Retinitis pigmentosa, which is the condition that causes vision loss in patients with Usher syndrome, is caused by mutations in many different genes. Research has shown that inflammation in the cells of the retina is an important contributor to progressive loss of vision in RP. This inflammation is driven by the innate immune system. This study examined several different immune mechanisms: TNFα, TLR, NLRP3, chemokines and JAK/STAT.
TNFα (Tumour necrosis factor alpha) is a signal released by immune cells and is present at high levels in the retina of those with RP. Mouse models have been used to show that reducing TNFα decreases photoreceptor death and improves function. Medications that reduce TNFα are already widely used for diseases like Crohn’s, and therefore testing these medications as therapeutics for RP is warranted.

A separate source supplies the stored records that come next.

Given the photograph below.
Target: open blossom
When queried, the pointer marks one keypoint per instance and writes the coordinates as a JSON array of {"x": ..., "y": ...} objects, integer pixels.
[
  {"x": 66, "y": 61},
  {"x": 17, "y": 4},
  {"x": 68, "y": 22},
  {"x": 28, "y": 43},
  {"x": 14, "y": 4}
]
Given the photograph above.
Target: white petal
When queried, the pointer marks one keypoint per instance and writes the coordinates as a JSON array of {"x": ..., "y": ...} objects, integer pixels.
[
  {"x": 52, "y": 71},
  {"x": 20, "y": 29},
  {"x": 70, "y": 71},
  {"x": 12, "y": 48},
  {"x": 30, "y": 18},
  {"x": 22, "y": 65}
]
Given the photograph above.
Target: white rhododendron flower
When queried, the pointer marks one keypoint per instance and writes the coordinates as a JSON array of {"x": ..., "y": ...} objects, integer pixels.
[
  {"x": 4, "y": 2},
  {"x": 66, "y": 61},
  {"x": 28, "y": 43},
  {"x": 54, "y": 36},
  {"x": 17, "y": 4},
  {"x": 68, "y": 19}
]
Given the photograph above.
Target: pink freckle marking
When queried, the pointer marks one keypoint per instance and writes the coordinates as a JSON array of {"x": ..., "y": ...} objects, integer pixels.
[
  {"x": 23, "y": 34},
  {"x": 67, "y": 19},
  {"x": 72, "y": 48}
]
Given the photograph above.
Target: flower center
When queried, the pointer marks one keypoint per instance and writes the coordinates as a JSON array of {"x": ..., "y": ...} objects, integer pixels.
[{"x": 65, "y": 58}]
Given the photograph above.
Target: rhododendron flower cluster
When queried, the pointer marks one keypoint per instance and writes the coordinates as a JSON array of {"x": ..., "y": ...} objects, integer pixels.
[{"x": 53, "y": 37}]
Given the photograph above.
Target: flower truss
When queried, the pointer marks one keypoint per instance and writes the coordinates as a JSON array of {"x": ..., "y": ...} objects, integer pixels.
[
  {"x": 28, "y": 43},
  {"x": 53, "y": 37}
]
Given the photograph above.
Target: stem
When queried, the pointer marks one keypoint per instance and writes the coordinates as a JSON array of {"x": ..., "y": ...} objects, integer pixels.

TLRs (Toll-like receptors) help the body recognise harmful pathogens. TLR activity has been shown to increase retinal degeneration in RP models. Blocking this signaling pathway in mice increased the survival of photoreceptors. Thus, this is another target for potential therapies to treat RP.
NLRP3 is a protein known to be released as a defense against harmful stimuli. Canine models with RP exhibit increased levels of NLRP3. The antioxidant N-acetylecysteine (NAC) reduced this NLRP3 inflammatory response in mouse models of RP and improved survival of rod and cone cells.
Chemokines are another type of signal. Chemokine activity is reduced in RP retinal cell models before the photoreceptor cells begin to degenerate. Increasing chemokine release protects cone cells in mouse models of RP, suggesting that increasing these signals in patients with RP could be beneficial.
A fourth signaling pathway called JAK/STAT is involved in a wide range of functions in the body. Mouse models have indicated that this pathway may be involved in the loss of function in retinal cells seen in RP. There are many drugs that block JAK activity already being for various medical conditions. Thus, further research on these drugs as possible therapies for RP is suggested.
Early stage research has also indicated that the gut microbiome may be linked to retinal degeneration. The impact of a high-fat diet on gut microbiology may increase stress on retinal cells.
What this means for Usher syndrome: This paper highlights connections between inflammation and retinitis pigmentosa. Studies have shown that treatments that reduce inflammation could potentially protect the light-sensitive photoreceptor cells from becoming damaged. If these treatments could be proven to work in humans with retinitis pigmentosa, they would be gene agnostic. This means they would have the potential to treat retinitis pigmentosa caused by any type of genetic mutation, including Usher syndrome.